Les défis contemporains et la préservation des traditions
Bien que les maisons en terre fassent partie intégrante du paysage malgache, elles sont aujourd’hui confrontées à plusieurs défis. L’urbanisation croissante et l’attrait pour les matériaux modernes comme le béton ou la tôle menacent cette architecture traditionnelle. Beaucoup de jeunes, attirés par la modernité, délaissent ces maisons en terre au profit de constructions plus “occidentalisées”.
Cependant, des initiatives locales et internationales cherchent à préserver ce patrimoine. De plus en plus de projets architecturaux mettent en avant la terre crue comme un matériau écologique, durable et adapté aux conditions locales. La prise de conscience autour de l’impact environnemental du moderne pousse à redécouvrir les techniques ancestrales, moins énergivores et respectueuses de la nature.
Vers une redécouverte de la terre crue
Aujourd’hui, les maisons en terre malgaches inspirent de nombreux architectes à travers le monde. Ces constructions sont en effet un modèle d’efficacité énergétique et de simplicité. En France, par exemple, certaines régions redécouvrent l’usage de la terre crue pour des projets de construction durable.
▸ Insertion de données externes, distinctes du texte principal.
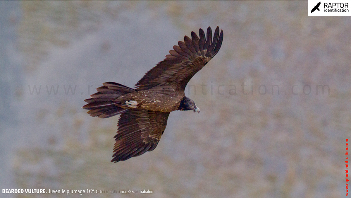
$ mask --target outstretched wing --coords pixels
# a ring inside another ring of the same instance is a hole
[[[140,155],[156,148],[166,128],[170,113],[127,109],[121,114],[111,162]]]
[[[207,28],[207,38],[202,29],[200,38],[194,32],[191,38],[187,36],[184,42],[179,41],[173,46],[169,55],[152,69],[135,84],[137,90],[148,89],[155,86],[169,84],[184,91],[190,79],[217,53],[223,41],[223,30],[219,33],[217,26],[213,40],[212,30]]]

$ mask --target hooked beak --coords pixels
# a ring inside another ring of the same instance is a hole
[[[200,108],[198,107],[196,107],[196,106],[195,106],[195,107],[196,107],[196,108],[194,108],[194,112],[195,111],[196,111],[198,113],[200,113]]]

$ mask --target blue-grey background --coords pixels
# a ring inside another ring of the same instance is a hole
[[[345,197],[350,17],[308,17],[307,1],[0,7],[0,189],[154,193],[1,197]],[[83,100],[102,82],[132,87],[217,26],[221,48],[185,90],[201,113],[172,112],[154,151],[110,162],[118,117],[90,117]]]

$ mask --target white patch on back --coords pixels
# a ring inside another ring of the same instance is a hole
[[[138,107],[137,105],[139,104],[139,103],[137,102],[137,101],[135,100],[130,100],[126,101],[126,104],[128,107],[131,107],[132,108],[136,108]]]

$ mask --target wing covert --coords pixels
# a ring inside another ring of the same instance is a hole
[[[170,113],[127,109],[118,120],[111,162],[124,161],[156,148],[166,128]]]

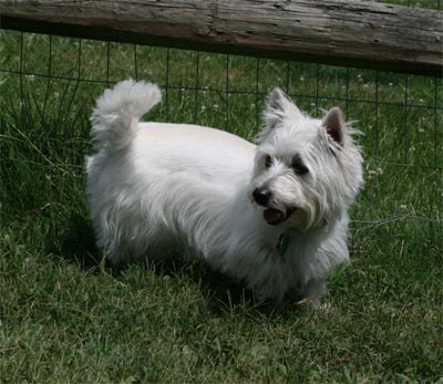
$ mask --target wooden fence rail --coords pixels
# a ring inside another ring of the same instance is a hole
[[[0,0],[0,27],[443,74],[443,12],[362,0]]]

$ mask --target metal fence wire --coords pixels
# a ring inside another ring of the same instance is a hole
[[[163,89],[162,106],[150,118],[215,126],[248,139],[260,129],[275,86],[315,116],[339,105],[363,133],[367,185],[352,212],[356,238],[389,226],[424,229],[424,236],[443,241],[440,77],[17,31],[1,31],[1,40],[2,111],[14,108],[9,95],[18,94],[22,118],[27,104],[43,126],[56,115],[61,126],[51,131],[53,137],[71,134],[87,142],[94,98],[127,77]],[[2,117],[2,131],[6,124]],[[82,169],[75,156],[68,163]]]

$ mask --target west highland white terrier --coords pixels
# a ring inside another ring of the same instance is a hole
[[[363,184],[340,110],[311,118],[276,89],[254,145],[209,127],[141,123],[159,101],[157,85],[123,81],[91,117],[87,197],[111,263],[189,255],[260,300],[319,303],[330,270],[349,259],[348,209]]]

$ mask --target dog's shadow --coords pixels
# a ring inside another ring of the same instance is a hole
[[[59,236],[48,239],[47,249],[93,273],[101,273],[105,268],[106,272],[119,278],[119,274],[127,268],[127,266],[112,267],[105,261],[103,251],[95,246],[92,224],[82,215],[71,216],[59,231]],[[155,264],[146,262],[140,268],[148,268],[158,276],[176,276],[177,279],[178,274],[186,273],[188,278],[199,283],[208,300],[209,310],[215,313],[233,311],[236,308],[257,310],[260,313],[275,310],[271,303],[258,301],[241,282],[199,261],[174,257]]]

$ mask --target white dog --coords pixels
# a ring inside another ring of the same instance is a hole
[[[157,85],[124,81],[92,115],[87,196],[112,263],[198,257],[259,299],[319,302],[349,258],[362,157],[338,107],[310,118],[275,90],[257,146],[214,128],[140,118]]]

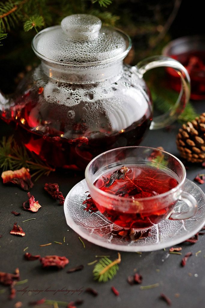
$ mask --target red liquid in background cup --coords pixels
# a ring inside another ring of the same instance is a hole
[[[113,172],[109,172],[97,180],[94,185],[103,191],[120,197],[133,198],[160,195],[168,191],[179,184],[175,179],[157,168],[144,165],[126,166],[130,170],[124,178],[116,180],[109,187],[106,187]],[[138,229],[149,228],[165,219],[176,203],[165,204],[162,208],[161,204],[159,205],[159,200],[154,199],[151,208],[147,211],[124,213],[111,208],[110,203],[106,205],[99,204],[97,201],[94,202],[101,213],[112,222],[123,228]]]
[[[191,99],[205,99],[205,51],[194,51],[169,56],[179,61],[187,70],[191,80]],[[170,86],[179,92],[181,83],[178,74],[170,67],[166,70]]]

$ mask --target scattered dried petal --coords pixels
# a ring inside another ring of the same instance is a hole
[[[194,178],[194,180],[196,182],[198,182],[199,184],[203,184],[204,183],[204,179],[202,178],[202,177],[200,176],[199,174],[197,174],[196,176]]]
[[[116,295],[116,296],[118,296],[119,295],[119,292],[117,290],[116,290],[114,287],[112,287],[111,289],[115,295]]]
[[[43,87],[41,87],[38,89],[38,94],[41,94],[43,91]]]
[[[192,252],[188,252],[186,253],[182,260],[181,264],[182,266],[184,266],[187,263],[187,260],[192,255]]]
[[[4,184],[10,182],[17,184],[24,190],[28,190],[34,186],[31,180],[29,169],[24,167],[14,171],[11,170],[4,171],[2,174],[2,177]]]
[[[43,304],[45,302],[45,298],[42,298],[39,301],[37,301],[35,302],[30,302],[29,303],[29,305],[30,306],[35,306],[36,305],[40,305],[41,304]]]
[[[59,186],[58,184],[46,183],[44,189],[53,199],[59,200],[60,205],[63,205],[65,198],[62,192],[59,191]]]
[[[0,283],[5,286],[10,286],[14,280],[19,280],[19,271],[18,268],[16,269],[15,272],[15,274],[10,274],[0,272]]]
[[[163,293],[161,293],[160,294],[160,298],[166,302],[168,306],[171,306],[171,302],[170,298],[169,298],[164,294],[163,294]]]
[[[182,249],[181,247],[172,247],[170,249],[169,251],[170,252],[172,251],[180,251]]]
[[[68,271],[67,271],[67,272],[69,274],[71,273],[73,273],[74,272],[76,272],[77,271],[81,270],[84,268],[84,266],[83,265],[79,265],[79,266],[76,266],[76,267],[73,267],[73,268],[69,269]]]
[[[26,233],[23,231],[23,229],[20,226],[18,227],[17,225],[17,222],[15,222],[14,225],[13,229],[10,232],[10,234],[14,234],[15,235],[20,235],[21,236],[24,236]]]
[[[98,292],[96,290],[95,290],[92,288],[87,288],[85,290],[85,292],[87,292],[88,293],[90,293],[91,294],[92,294],[94,296],[97,296],[98,294]]]
[[[26,211],[30,211],[34,213],[37,212],[41,207],[41,205],[38,203],[38,201],[35,201],[33,196],[31,195],[30,192],[28,193],[29,200],[22,203],[23,207]]]
[[[82,204],[86,204],[87,205],[86,207],[84,209],[84,211],[86,211],[87,212],[90,211],[91,212],[97,212],[98,209],[94,204],[93,198],[90,197],[90,195],[89,194],[88,197],[90,197],[85,200]]]
[[[41,256],[40,254],[36,255],[36,256],[33,256],[31,253],[30,253],[29,252],[26,252],[24,255],[24,257],[26,260],[33,261],[34,260],[37,260],[38,259],[39,259],[41,257]]]
[[[141,283],[142,282],[142,276],[139,275],[137,273],[136,273],[134,275],[132,276],[128,276],[127,279],[128,283],[132,286],[136,283]]]
[[[21,215],[21,213],[17,213],[17,212],[14,212],[14,211],[11,212],[11,214],[13,214],[14,215],[16,215],[16,216],[18,216],[19,215]]]
[[[41,258],[40,260],[43,267],[56,266],[58,269],[64,268],[69,261],[65,257],[56,255],[46,256],[44,258]]]

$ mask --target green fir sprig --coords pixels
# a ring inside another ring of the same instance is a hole
[[[42,16],[35,15],[31,16],[25,22],[23,26],[24,30],[26,32],[31,30],[33,28],[37,32],[37,28],[41,28],[44,24],[43,18]]]
[[[92,0],[92,2],[93,3],[98,2],[101,6],[107,7],[108,6],[112,3],[112,0]]]
[[[121,261],[120,254],[118,253],[118,257],[114,261],[111,261],[106,257],[100,259],[93,271],[95,280],[105,282],[115,276],[119,269],[118,264]]]
[[[28,168],[32,176],[37,180],[43,174],[48,175],[55,169],[29,152],[23,145],[17,144],[13,136],[0,142],[0,168],[3,171],[16,170],[22,167]]]

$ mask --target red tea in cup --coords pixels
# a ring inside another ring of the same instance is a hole
[[[170,174],[161,169],[147,165],[123,166],[117,170],[109,171],[97,180],[94,185],[109,194],[124,198],[136,199],[157,196],[166,192],[179,183]],[[175,206],[176,201],[162,204],[158,198],[153,198],[146,208],[136,206],[133,209],[120,211],[115,209],[108,199],[104,198],[101,204],[94,201],[99,210],[109,220],[125,228],[141,229],[150,227],[165,219]],[[148,201],[147,204],[149,202]],[[140,206],[141,206],[142,204]]]

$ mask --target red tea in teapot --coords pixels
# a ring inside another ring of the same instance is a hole
[[[134,199],[157,196],[168,192],[178,184],[175,179],[164,171],[141,165],[124,166],[114,172],[109,172],[97,180],[94,185],[108,193]],[[140,229],[148,228],[164,219],[175,203],[165,205],[162,208],[159,201],[153,199],[151,206],[140,213],[119,212],[110,208],[110,203],[96,204],[100,211],[116,225]]]

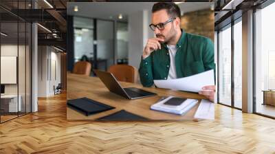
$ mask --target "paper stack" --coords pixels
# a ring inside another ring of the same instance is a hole
[[[169,104],[164,104],[164,103],[174,96],[169,96],[156,104],[151,106],[151,109],[153,110],[157,110],[164,112],[171,113],[174,114],[182,115],[186,113],[190,109],[191,109],[198,102],[197,100],[195,99],[186,99],[180,105],[174,106]]]

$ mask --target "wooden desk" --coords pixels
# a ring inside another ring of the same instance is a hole
[[[131,113],[142,116],[150,120],[194,120],[194,114],[197,111],[198,103],[188,113],[184,116],[166,113],[150,109],[162,96],[175,96],[182,98],[200,99],[205,98],[199,94],[176,91],[169,89],[155,87],[143,87],[138,84],[120,82],[123,87],[137,87],[157,94],[157,96],[137,100],[128,100],[120,96],[110,92],[100,78],[84,76],[82,75],[67,74],[67,99],[76,99],[87,97],[90,99],[116,107],[107,111],[85,116],[69,107],[67,107],[67,120],[96,120],[111,113],[124,109]]]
À Madagascar, ce retour à la terre est vu comme une manière de renouer avec les racines et de préserver une identité culturelle unique. Les villages qui maintiennent ces techniques traditionnelles deviennent des modèles à suivre pour allier modernité et respect de l’environnement.
Un regard sur l’avenir des maisons en terre
Les maisons en terre malgaches sont représentent une harmonie avec la nature, une solidarité villageoise et un savoir-faire ancestral. Elles sont aussi le symbole d’un mode de vie simple, centré sur l’essentiel. Il serait regrettable de voir disparaître ces constructions au profit d’une urbanisation galopante.
Cependant, les initiatives visant à redécouvrir et réhabiliter les techniques traditionnelles offrent une lueur d’espoir. En intégrant des éléments modernes tout en respectant les traditions, il est possible de donner une nouvelle vie à ces maisons en terre, tout en répondant aux exigences contemporaines.
Nous espérons que cet article vous aura permis de mieux comprendre la richesse et la beauté des maisons en terre malgaches. À travers elles, c’est tout un pan de la culture malgache qui se dévoile, avec ses valeurs de partage, de respect de l’environnement et de savoir-faire. Un patrimoine qui, nous l’espérons, continuera de rayonner pour de nombreuses générations.